Therefore two different studies were conducted, Exp.1 and Exp. 2. In Exp. 1, a total of 300 pigs (31.1 ± 2.6 kg) were assigned to diets containing 3.09, 3.24, 3.34, 3.42, or 3.57 Mcal of DE/kg. Experiment 2, which was conducted at a commercial swine farm, involved 720 pigs (36.8 ± 5.9 kg) assigned to diets containing 3.12, 3.30, or 3.43 Mcal of DE/kg. Increased DE concentration was attained by using more wheat, soybean meal, and fat and less barley; true ileal lysine was adjusted as DE increased, and minimal AA:lysine ratios were maintained.
In Exp. 1, ADG improved linearly as the energy content of the diet increased (P = 0.03). Feed intake decreased (P < 0.001) and feed efficiency and daily caloric intake improved (P = 0.005) with increased DE content. Variability in growth was not affected by treatment.

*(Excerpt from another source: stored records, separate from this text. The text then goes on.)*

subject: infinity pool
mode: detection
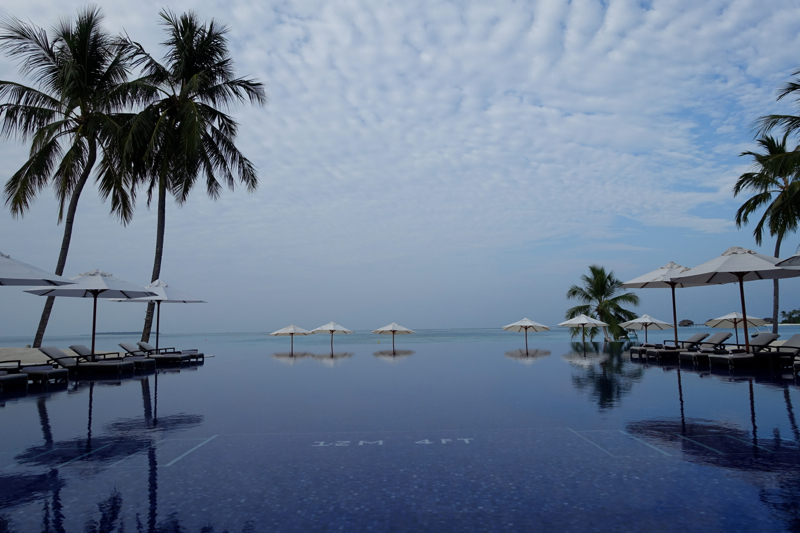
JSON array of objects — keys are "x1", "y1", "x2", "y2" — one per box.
[{"x1": 0, "y1": 330, "x2": 800, "y2": 533}]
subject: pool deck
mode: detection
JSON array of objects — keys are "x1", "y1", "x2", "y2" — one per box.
[{"x1": 0, "y1": 348, "x2": 117, "y2": 365}]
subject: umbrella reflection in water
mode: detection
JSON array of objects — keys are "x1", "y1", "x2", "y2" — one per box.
[
  {"x1": 372, "y1": 350, "x2": 417, "y2": 363},
  {"x1": 311, "y1": 352, "x2": 354, "y2": 366},
  {"x1": 505, "y1": 348, "x2": 553, "y2": 365},
  {"x1": 272, "y1": 352, "x2": 314, "y2": 365}
]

Carcass index and LM thickness were not affected by increasing dietary DE content; backfat thickness, however, was increased (P < 0.001). In Exp. 2, overall ADG was unaffected by dietary energy content, although an improvement in growth was observed until the pigs reached approximately 80 kg of BW. Overall feed intake decreased with increasing energy content (P = 0.01), although this was not observed during the initial 6 wk of the experiment. Carcass index, lean yield, and backfat were not affected by increasing dietary energy content, whereas LM thickness tended to increase (P = 0.08).
It is concluded that increasing the energy density of the diet for growing pigs through incremental changes in dietary composition had a variable impact on overall growth performance and carcass quality. Increasing the dietary DE had no effect on variations in BW at the time of marketing.
AD Beaulieu, NH Williams and JF Patience. 2009. Journal of Animal Science. 87:965-976.